When I was asked to write this column in the summer of 2007, my first reaction was, “Why me?” I felt woefully unqualified. On the other hand, I saw writing as a way to do something, however modest, to influence change that might help preserve the natural world which was increasingly at risk.

In the process of writing approximately 65 columns, I have learned much, and gradually have incorporated simple changes into my life. I have become an avid recycler, make most of my purchases locally and buy organic products whenever possible. I have been a vegetarian for over a year. I never drink bottled water. I reject disposable products of all kinds, toting my reusable bags to the supermarket, using cloth napkins and cleaning with rags. I make my own laundry detergent and use the clothesline instead of the dryer most of the year.

I’ve written about gas drilling, the tragedy of the commons, life-cycle assessment, the precautionary principle and peak oil.

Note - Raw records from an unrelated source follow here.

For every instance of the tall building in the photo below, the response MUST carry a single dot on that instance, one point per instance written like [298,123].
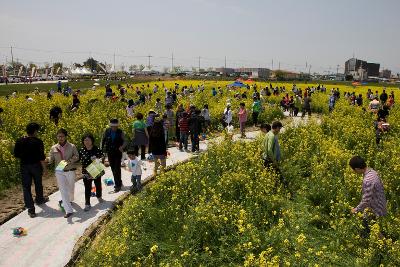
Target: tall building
[352,66]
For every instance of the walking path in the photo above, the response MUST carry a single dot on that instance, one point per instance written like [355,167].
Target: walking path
[51,237]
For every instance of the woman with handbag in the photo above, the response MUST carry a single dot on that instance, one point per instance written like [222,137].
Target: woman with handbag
[64,156]
[87,154]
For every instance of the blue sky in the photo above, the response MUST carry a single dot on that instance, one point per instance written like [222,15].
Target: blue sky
[249,33]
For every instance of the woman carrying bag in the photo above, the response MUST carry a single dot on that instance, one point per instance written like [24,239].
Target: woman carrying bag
[87,155]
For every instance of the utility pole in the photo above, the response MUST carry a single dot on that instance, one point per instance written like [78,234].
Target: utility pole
[114,62]
[149,56]
[172,62]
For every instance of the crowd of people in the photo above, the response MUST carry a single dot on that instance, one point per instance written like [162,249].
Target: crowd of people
[153,131]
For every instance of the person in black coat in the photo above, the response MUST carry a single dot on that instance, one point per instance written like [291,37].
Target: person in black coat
[30,151]
[113,144]
[158,146]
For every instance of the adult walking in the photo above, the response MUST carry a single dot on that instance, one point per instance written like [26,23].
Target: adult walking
[373,194]
[114,143]
[271,149]
[306,105]
[227,119]
[256,109]
[140,136]
[88,153]
[30,150]
[65,151]
[158,146]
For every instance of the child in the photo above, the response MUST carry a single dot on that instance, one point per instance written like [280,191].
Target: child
[135,167]
[242,119]
[183,131]
[206,115]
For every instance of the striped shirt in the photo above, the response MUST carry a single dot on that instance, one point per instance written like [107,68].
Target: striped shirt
[373,195]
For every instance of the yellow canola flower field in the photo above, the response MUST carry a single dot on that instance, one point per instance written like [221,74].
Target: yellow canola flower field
[95,112]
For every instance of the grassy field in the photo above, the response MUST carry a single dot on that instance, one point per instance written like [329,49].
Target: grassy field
[225,209]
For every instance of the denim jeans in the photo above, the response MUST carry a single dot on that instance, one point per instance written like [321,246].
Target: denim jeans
[183,140]
[31,172]
[137,182]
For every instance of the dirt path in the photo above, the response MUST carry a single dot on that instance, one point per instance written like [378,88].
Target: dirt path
[12,200]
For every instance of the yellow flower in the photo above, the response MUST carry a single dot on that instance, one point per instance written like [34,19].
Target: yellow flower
[301,238]
[154,249]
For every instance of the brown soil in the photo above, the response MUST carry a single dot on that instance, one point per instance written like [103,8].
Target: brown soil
[12,199]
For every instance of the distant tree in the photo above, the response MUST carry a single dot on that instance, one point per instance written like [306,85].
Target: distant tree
[14,66]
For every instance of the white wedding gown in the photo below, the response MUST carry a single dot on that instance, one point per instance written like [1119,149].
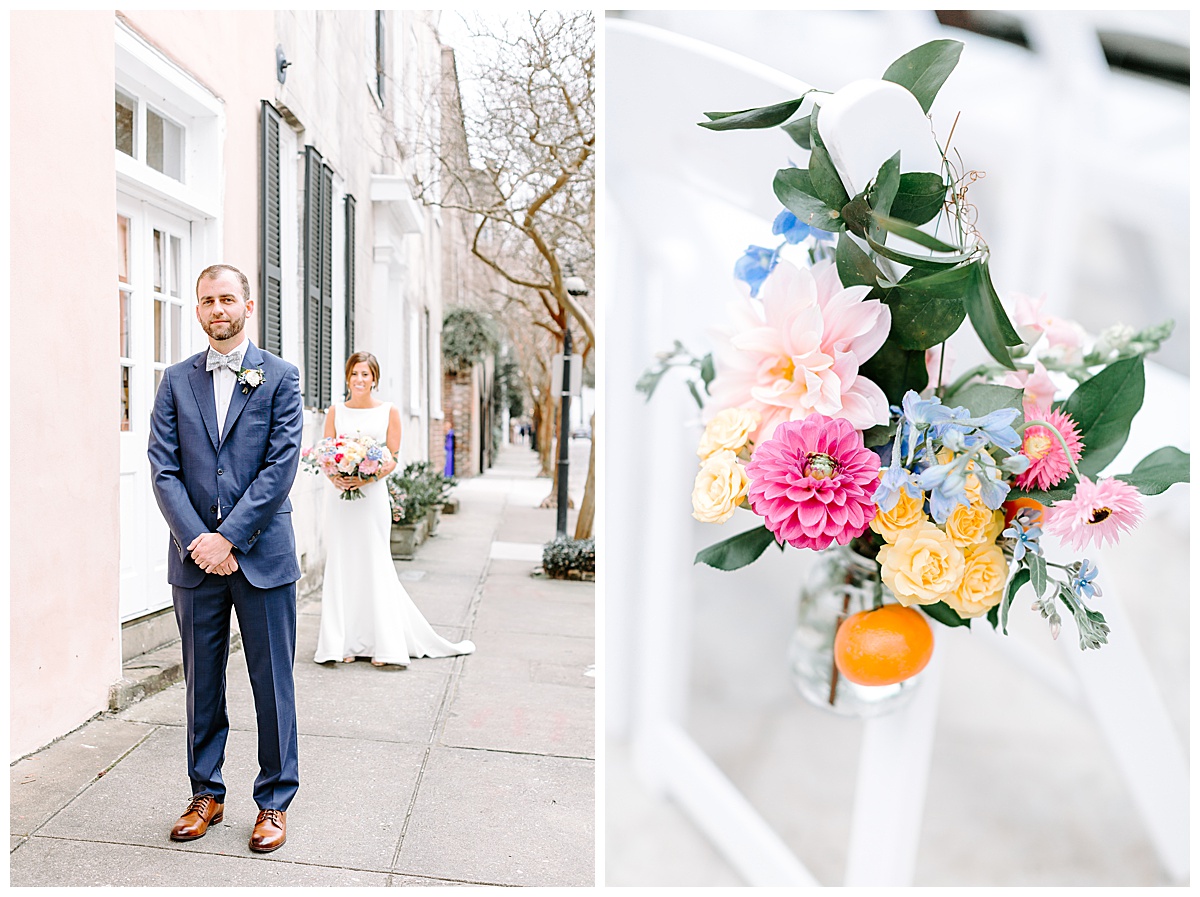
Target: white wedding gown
[365,612]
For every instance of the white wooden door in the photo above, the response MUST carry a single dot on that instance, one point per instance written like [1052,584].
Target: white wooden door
[157,330]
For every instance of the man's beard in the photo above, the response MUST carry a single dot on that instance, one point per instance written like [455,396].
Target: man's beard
[235,326]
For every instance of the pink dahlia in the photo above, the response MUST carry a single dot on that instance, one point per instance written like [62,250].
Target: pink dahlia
[802,351]
[1097,513]
[813,481]
[1048,462]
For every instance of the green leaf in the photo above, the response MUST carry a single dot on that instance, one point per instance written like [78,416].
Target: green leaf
[857,215]
[793,188]
[919,197]
[922,262]
[982,398]
[1159,470]
[649,381]
[924,70]
[887,185]
[1037,573]
[1103,408]
[927,309]
[1018,581]
[855,266]
[759,118]
[1006,326]
[903,228]
[737,551]
[977,299]
[945,614]
[897,369]
[707,369]
[801,131]
[825,176]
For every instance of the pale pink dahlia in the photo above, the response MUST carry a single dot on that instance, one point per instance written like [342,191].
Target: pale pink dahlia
[802,350]
[1097,513]
[813,481]
[1048,461]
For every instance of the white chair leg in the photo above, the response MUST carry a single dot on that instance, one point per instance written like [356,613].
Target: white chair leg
[1125,702]
[888,807]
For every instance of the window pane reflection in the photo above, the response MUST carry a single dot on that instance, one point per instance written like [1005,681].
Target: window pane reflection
[124,300]
[160,262]
[126,114]
[175,275]
[160,331]
[126,420]
[165,145]
[123,248]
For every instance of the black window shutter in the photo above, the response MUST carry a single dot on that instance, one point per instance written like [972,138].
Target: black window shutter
[270,290]
[327,283]
[349,275]
[312,191]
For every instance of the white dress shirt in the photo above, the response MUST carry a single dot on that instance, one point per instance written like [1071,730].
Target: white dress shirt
[223,380]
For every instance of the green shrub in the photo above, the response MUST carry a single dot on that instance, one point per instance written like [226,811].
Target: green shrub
[564,555]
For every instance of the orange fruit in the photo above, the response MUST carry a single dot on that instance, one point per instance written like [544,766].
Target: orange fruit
[1013,507]
[883,645]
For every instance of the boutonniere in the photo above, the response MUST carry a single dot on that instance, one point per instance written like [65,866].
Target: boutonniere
[250,378]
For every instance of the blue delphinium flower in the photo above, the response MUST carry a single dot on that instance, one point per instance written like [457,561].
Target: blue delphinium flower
[754,266]
[947,487]
[894,481]
[789,227]
[1081,581]
[1025,533]
[997,427]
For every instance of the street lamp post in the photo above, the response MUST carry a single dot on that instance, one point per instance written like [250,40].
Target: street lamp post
[575,287]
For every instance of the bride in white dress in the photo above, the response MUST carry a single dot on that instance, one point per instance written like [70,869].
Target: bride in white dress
[365,610]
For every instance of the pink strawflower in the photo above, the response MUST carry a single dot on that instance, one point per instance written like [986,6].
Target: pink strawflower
[1048,462]
[1097,513]
[813,481]
[801,351]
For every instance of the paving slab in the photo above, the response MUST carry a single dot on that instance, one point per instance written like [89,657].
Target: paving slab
[43,783]
[503,819]
[99,865]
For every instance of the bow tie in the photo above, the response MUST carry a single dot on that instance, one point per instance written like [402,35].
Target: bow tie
[232,361]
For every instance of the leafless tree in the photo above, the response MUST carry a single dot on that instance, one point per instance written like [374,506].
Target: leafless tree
[522,182]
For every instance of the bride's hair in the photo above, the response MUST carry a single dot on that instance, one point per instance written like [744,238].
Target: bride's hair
[358,357]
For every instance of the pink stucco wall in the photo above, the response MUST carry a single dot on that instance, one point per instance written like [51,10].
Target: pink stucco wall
[65,637]
[65,542]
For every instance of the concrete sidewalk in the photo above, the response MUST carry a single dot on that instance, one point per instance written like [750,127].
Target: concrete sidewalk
[460,770]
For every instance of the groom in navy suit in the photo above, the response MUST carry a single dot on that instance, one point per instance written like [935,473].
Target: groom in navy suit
[225,445]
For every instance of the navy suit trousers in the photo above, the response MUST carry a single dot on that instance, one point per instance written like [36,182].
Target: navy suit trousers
[268,621]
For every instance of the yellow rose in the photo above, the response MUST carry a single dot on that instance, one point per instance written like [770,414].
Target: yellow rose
[975,524]
[922,566]
[983,582]
[906,512]
[720,486]
[729,431]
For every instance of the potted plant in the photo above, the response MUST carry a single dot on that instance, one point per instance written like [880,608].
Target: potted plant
[408,524]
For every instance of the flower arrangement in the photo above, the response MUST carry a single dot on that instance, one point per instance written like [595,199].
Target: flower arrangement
[346,456]
[415,489]
[831,410]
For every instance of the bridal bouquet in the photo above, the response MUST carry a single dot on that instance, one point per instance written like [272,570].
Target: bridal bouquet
[834,419]
[345,456]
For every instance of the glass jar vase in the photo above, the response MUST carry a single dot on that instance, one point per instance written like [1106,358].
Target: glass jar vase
[841,583]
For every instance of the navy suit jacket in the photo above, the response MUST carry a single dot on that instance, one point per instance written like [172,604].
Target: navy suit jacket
[249,468]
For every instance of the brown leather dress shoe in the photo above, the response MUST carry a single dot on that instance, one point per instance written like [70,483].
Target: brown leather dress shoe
[270,831]
[202,812]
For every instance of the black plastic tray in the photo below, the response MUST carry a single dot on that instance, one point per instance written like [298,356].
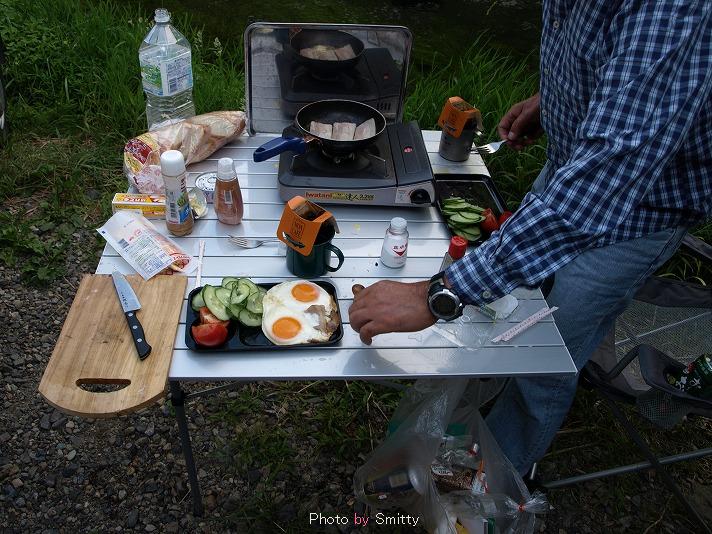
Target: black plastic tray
[479,189]
[241,337]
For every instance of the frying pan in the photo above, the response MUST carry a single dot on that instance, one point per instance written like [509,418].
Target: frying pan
[335,38]
[329,112]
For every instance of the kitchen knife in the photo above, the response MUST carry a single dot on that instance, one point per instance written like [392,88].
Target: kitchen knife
[130,304]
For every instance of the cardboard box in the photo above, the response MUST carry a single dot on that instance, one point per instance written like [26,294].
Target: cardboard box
[301,222]
[150,206]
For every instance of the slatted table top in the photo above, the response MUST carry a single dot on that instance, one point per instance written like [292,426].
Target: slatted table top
[444,350]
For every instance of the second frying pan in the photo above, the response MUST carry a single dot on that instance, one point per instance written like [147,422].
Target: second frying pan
[328,112]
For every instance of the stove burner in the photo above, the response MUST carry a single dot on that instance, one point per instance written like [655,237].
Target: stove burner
[354,163]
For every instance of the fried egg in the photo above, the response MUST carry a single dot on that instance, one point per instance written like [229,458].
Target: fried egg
[284,326]
[298,312]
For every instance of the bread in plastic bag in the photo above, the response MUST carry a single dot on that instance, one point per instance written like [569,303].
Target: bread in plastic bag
[399,473]
[197,138]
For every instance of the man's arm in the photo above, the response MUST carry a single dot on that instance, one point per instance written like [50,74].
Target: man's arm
[650,93]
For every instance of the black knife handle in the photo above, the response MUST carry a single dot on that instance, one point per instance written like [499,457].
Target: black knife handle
[142,346]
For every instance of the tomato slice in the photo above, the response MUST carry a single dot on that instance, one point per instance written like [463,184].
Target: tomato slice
[210,334]
[490,223]
[505,215]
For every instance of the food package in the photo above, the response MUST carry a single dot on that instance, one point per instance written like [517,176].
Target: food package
[197,138]
[143,247]
[430,482]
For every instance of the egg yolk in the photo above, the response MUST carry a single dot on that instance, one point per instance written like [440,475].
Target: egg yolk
[286,327]
[305,292]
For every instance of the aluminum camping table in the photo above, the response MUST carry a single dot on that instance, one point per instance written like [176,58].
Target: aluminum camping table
[435,352]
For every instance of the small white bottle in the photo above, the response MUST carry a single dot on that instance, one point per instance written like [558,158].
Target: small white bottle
[395,244]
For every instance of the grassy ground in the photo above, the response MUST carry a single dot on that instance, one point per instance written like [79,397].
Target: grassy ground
[75,97]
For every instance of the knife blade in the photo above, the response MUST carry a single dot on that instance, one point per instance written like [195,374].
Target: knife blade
[130,304]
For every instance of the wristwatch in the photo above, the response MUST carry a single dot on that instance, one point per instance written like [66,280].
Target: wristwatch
[443,303]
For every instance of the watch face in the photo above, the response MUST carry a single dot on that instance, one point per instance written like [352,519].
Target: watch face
[443,305]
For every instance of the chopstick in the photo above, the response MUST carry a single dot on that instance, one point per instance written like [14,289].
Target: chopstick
[201,251]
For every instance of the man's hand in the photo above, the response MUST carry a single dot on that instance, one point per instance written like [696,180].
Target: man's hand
[521,125]
[390,307]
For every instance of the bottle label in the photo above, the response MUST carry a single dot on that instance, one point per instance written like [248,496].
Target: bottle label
[177,205]
[167,77]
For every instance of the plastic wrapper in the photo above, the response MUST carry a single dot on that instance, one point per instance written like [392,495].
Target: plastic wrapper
[430,413]
[197,138]
[143,247]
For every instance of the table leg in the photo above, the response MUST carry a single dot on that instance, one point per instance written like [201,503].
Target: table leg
[178,402]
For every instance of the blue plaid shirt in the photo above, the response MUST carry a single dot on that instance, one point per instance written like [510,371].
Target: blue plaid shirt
[626,102]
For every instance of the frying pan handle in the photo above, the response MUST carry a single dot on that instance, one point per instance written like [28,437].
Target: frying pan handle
[279,145]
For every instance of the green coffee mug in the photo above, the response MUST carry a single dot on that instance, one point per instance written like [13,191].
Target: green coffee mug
[317,263]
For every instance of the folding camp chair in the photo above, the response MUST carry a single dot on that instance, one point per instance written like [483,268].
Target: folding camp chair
[668,325]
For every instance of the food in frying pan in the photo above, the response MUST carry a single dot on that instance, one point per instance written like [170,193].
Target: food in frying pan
[345,52]
[365,130]
[299,312]
[344,131]
[321,130]
[329,53]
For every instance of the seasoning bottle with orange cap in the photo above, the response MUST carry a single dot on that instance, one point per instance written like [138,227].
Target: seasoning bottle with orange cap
[228,198]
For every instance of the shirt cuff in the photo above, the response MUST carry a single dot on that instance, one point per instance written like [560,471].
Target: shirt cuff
[473,279]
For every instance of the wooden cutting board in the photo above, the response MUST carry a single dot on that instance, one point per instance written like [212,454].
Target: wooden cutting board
[96,347]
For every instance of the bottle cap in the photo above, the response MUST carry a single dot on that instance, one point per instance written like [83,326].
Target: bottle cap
[162,15]
[458,247]
[172,163]
[226,169]
[398,224]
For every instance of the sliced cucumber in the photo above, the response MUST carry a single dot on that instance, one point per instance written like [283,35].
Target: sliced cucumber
[239,294]
[216,307]
[254,302]
[250,319]
[248,282]
[230,281]
[223,295]
[197,301]
[459,218]
[470,236]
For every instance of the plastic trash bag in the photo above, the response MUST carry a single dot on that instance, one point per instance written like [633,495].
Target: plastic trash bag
[426,464]
[197,138]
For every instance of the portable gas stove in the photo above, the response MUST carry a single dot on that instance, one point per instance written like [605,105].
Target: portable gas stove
[394,170]
[375,80]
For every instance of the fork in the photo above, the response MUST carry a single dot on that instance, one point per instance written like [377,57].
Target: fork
[246,242]
[489,148]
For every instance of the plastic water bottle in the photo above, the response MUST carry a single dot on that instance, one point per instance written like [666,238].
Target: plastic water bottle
[167,73]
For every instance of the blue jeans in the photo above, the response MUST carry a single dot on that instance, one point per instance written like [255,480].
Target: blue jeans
[590,291]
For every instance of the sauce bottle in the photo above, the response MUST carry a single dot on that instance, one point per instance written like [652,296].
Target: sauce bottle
[395,244]
[179,217]
[228,198]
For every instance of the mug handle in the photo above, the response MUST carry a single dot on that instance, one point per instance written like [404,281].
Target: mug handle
[339,255]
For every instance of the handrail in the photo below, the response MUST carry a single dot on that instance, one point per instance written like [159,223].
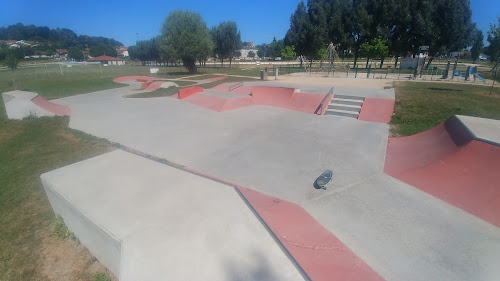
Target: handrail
[234,86]
[320,107]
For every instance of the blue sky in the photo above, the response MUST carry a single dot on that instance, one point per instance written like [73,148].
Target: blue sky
[127,21]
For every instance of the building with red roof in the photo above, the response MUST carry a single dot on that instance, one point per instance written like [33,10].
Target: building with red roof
[107,60]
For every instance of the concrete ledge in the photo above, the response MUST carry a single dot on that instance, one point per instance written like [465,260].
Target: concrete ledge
[148,221]
[102,244]
[184,93]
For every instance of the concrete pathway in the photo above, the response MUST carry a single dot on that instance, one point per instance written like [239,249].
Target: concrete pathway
[398,230]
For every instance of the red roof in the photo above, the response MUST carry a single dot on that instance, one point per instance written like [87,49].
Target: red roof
[101,58]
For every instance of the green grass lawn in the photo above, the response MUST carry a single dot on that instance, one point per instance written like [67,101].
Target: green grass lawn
[423,105]
[55,82]
[28,249]
[164,92]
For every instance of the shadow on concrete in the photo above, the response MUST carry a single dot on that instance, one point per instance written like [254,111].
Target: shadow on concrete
[256,268]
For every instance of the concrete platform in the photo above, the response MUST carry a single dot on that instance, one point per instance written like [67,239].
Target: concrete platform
[19,105]
[482,128]
[148,221]
[400,231]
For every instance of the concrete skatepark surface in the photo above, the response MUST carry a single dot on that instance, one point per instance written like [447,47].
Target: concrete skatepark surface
[462,172]
[162,221]
[398,231]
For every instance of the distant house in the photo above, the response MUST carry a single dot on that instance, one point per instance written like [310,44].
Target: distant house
[107,60]
[122,51]
[247,48]
[61,53]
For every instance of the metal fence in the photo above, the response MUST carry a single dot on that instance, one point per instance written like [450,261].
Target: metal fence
[451,72]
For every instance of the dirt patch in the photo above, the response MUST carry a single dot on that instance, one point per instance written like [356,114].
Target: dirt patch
[66,259]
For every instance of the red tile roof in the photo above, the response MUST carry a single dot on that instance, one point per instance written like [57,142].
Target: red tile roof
[101,58]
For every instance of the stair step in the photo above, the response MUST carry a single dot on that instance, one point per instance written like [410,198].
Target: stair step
[349,102]
[349,97]
[339,113]
[346,105]
[345,108]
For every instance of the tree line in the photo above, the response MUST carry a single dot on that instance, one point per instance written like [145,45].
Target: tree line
[402,25]
[48,40]
[186,37]
[60,38]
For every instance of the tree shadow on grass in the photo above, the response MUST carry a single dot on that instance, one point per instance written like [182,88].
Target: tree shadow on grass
[445,89]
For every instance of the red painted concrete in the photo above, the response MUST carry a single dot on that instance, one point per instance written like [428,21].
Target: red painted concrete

One of the most important lessons I learned during my research is that it is nearly impossible to glean the truth about what is good for us and for the environment because everyone seems to have a PR agent, because green-washing benefits business and because supposedly independent studies are funded by the very industries they are studying.

Unfortunately, since I began writing this column, not much has changed or improved, on the national or on the global level. In November 2008, President-elect Obama said about the pressing issue of climate change, “Delay is no longer an option, denial is no longer an acceptable response.” After quoting his encouraging words, I wrote, “Surely now we have an unprecedented opportunity to create a new and thriving economy… [by creating] millions of green-collar jobs and catalyzing private efforts to build a clean energy future.” Four years of inaction have passed since I wrote those words. The press made big news of the fact that the president devoted eight sentences (a whole eight!) to climate change in his January inaugural address. I hope my cynicism is unfounded, but there is no indication from past history that significant (or even insignificant) programs will be initiated. World powers have failed to institute large-scale change even though pollution, deforestation, depletion of resources, extreme weather and loss of biodiversity continue to devastate our interconnected natural systems.

I find it difficult to hold much hope for the future. I fear tough times ahead. Still, I try my best to do what I hope is right for the planet and its creatures. No action is insignificant, especially in our precarious situation.